405 So. 2d 435 | Fla. Dist. Ct. App. | 1981
The hearing officer found that the appellant-licensees had not committed the offenses of which they were accused and concluded that the charges against them should be dismissed. On review, the Board of Real Estate nevertheless entered an order suspending their licenses for 90 days on the asserted ground that the facts found by the officer established violations of Section 475.25(l)(b), Florida Statutes (1979). Our analysis of the findings reveals that this determination was completely incorrect. See Waltman v. Florida Real Estate Commission, 254 So.2d 32 (Fla. 3d DCA 1971); Rivard v. McCoy, 212 So.2d 672 (Fla. 1st DCA 1968), cert. denied, 219 So.2d 703 (Fla. 1968); see generally, Pauline v. Borer, 274 So.2d 1, 3 (Fla.1973). The order below is therefore completely unsupported by the conclusions reached by the trier of fact and accordingly must be reversed. Section 120.-57(l)(b)(9), Florida Statutes (1979); Chakford v.
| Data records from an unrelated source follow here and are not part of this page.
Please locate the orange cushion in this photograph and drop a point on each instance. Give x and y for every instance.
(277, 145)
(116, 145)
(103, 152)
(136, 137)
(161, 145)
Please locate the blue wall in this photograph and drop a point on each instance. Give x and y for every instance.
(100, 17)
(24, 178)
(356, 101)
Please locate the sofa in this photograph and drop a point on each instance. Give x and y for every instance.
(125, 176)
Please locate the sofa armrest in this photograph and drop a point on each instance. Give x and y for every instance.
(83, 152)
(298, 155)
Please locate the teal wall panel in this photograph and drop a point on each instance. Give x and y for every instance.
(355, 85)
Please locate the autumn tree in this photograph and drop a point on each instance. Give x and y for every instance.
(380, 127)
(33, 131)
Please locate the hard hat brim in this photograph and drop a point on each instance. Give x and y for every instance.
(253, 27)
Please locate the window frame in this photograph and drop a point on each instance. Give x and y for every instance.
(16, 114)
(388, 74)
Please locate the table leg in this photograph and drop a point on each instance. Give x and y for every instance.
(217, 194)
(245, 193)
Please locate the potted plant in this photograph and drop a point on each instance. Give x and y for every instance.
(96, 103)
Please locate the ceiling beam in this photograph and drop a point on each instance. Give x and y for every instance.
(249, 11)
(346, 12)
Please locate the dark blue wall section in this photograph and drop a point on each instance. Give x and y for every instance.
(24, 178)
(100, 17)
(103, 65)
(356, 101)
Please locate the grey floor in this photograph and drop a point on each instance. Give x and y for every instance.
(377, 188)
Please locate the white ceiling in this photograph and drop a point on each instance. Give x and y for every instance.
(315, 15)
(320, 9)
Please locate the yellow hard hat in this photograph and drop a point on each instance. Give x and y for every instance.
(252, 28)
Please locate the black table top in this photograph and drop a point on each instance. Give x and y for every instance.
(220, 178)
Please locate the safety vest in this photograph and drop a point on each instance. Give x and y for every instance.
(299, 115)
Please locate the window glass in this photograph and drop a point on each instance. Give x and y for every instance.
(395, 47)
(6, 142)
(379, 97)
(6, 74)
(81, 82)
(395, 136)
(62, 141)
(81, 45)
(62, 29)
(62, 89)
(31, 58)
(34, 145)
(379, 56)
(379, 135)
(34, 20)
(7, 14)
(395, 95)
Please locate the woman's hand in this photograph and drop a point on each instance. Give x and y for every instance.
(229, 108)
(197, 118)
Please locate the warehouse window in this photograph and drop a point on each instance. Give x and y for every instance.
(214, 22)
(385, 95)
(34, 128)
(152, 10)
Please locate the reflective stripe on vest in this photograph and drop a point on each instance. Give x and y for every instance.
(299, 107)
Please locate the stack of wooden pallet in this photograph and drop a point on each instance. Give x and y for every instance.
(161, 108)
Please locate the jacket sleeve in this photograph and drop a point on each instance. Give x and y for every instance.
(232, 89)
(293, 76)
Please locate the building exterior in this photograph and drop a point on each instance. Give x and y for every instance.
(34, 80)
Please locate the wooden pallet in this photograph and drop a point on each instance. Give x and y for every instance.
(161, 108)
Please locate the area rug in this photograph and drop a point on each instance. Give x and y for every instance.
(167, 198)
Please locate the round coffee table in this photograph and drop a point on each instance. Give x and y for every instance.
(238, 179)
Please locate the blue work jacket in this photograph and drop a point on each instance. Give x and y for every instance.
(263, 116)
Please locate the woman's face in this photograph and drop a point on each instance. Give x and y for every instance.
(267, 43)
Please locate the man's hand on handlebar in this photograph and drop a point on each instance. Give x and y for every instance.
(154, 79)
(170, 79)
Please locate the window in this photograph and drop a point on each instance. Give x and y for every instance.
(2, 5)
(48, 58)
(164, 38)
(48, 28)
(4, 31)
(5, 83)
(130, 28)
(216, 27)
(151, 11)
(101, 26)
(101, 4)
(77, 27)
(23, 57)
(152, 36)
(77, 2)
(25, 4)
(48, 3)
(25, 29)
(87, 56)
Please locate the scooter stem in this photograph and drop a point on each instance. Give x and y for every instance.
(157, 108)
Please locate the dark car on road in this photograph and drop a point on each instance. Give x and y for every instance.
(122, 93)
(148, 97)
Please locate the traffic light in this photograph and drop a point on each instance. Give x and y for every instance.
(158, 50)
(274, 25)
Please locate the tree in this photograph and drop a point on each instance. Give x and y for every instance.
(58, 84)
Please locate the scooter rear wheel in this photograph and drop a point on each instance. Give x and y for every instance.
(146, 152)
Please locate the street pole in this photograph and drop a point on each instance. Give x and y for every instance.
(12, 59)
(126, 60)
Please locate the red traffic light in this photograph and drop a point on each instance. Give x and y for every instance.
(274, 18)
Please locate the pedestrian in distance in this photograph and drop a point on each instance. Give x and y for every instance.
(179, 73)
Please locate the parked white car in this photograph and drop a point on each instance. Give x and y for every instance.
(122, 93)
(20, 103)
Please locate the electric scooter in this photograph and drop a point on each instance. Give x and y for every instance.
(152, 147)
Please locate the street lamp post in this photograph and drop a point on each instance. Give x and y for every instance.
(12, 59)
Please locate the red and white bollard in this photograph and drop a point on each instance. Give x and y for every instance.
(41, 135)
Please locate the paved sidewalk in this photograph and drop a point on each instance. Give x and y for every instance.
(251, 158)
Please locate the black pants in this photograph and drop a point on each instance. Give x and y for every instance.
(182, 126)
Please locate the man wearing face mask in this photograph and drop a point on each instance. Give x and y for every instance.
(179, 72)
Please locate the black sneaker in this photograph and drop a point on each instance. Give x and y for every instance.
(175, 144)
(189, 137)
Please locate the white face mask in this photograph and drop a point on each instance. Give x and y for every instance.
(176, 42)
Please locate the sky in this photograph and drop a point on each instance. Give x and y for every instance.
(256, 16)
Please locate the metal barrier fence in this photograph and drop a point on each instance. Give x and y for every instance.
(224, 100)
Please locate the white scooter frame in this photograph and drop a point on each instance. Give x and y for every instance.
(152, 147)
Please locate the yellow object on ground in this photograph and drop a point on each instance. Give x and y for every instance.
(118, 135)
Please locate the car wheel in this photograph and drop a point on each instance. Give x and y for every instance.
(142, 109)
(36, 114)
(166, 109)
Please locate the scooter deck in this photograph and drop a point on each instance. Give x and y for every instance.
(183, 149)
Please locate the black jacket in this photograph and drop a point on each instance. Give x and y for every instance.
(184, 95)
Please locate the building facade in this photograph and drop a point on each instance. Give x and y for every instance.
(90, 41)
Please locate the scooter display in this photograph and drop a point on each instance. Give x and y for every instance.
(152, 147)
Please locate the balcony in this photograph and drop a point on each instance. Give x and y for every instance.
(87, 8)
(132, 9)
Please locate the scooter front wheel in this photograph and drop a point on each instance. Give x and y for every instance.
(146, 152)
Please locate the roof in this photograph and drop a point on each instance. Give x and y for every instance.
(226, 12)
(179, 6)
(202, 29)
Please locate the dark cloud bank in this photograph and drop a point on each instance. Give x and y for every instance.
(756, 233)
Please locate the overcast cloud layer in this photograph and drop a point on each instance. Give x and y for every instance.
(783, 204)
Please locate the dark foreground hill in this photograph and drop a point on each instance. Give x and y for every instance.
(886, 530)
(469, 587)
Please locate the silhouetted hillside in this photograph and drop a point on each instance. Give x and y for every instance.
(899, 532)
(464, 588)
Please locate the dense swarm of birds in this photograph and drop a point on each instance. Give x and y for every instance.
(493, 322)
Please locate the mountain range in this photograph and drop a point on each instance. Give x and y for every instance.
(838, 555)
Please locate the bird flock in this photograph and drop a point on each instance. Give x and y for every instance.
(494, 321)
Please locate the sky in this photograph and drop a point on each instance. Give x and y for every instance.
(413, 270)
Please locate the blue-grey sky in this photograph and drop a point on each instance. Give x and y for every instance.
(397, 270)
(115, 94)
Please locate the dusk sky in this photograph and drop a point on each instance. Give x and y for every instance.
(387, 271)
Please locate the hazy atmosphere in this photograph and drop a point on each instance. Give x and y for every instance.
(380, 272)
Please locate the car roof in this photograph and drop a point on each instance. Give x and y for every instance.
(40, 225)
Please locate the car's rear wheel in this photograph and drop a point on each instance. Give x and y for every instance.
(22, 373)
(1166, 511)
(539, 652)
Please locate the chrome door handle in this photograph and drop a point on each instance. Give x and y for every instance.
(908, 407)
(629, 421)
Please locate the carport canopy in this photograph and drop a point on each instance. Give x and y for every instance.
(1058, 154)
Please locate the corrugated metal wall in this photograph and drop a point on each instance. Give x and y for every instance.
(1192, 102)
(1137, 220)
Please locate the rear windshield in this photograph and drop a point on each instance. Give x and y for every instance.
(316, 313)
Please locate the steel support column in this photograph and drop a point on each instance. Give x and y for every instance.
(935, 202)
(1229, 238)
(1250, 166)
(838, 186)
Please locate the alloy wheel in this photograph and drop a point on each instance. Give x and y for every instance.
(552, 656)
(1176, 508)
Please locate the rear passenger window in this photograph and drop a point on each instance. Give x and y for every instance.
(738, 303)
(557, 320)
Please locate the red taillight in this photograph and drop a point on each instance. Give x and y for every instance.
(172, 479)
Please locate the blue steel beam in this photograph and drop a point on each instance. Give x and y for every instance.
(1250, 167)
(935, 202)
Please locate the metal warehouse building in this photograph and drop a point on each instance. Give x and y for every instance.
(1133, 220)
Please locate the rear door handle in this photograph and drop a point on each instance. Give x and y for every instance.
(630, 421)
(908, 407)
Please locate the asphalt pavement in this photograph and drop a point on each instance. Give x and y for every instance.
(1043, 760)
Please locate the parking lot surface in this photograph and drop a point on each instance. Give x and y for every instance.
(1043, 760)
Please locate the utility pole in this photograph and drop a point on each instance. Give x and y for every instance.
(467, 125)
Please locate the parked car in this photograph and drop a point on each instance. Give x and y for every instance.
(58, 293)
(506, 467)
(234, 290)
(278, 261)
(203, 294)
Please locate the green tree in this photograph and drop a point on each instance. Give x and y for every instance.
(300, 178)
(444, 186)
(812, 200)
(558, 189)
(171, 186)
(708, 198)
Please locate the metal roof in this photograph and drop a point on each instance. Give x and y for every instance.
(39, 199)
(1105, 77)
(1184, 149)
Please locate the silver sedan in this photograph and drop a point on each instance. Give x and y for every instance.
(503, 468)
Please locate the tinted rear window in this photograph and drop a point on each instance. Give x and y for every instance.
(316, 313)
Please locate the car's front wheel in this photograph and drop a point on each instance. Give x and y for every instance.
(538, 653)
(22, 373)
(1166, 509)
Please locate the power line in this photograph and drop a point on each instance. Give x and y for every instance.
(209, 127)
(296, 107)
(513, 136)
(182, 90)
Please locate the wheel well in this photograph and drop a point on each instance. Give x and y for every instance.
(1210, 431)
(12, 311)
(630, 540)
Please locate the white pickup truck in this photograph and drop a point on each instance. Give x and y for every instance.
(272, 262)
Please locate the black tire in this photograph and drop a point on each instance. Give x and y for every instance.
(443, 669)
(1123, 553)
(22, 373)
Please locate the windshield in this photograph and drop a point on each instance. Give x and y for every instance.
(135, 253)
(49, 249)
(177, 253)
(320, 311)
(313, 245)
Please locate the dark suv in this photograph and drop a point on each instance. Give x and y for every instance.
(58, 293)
Strum, 87 So.2d 419 (Fla.1956); Gruman v. State, Department of Revenue, 379 So.2d 1313 (Fla. 2d DCA 1980). The cause is remanded with directions to dismiss the proceedings.
Reversed.
. Pursuant to the discretionary authority conferred by Section 120.57(l)(b)(9), Fla.Stat. (1979), we have awarded attorney’s fees to the appellants in the sum of $2,000.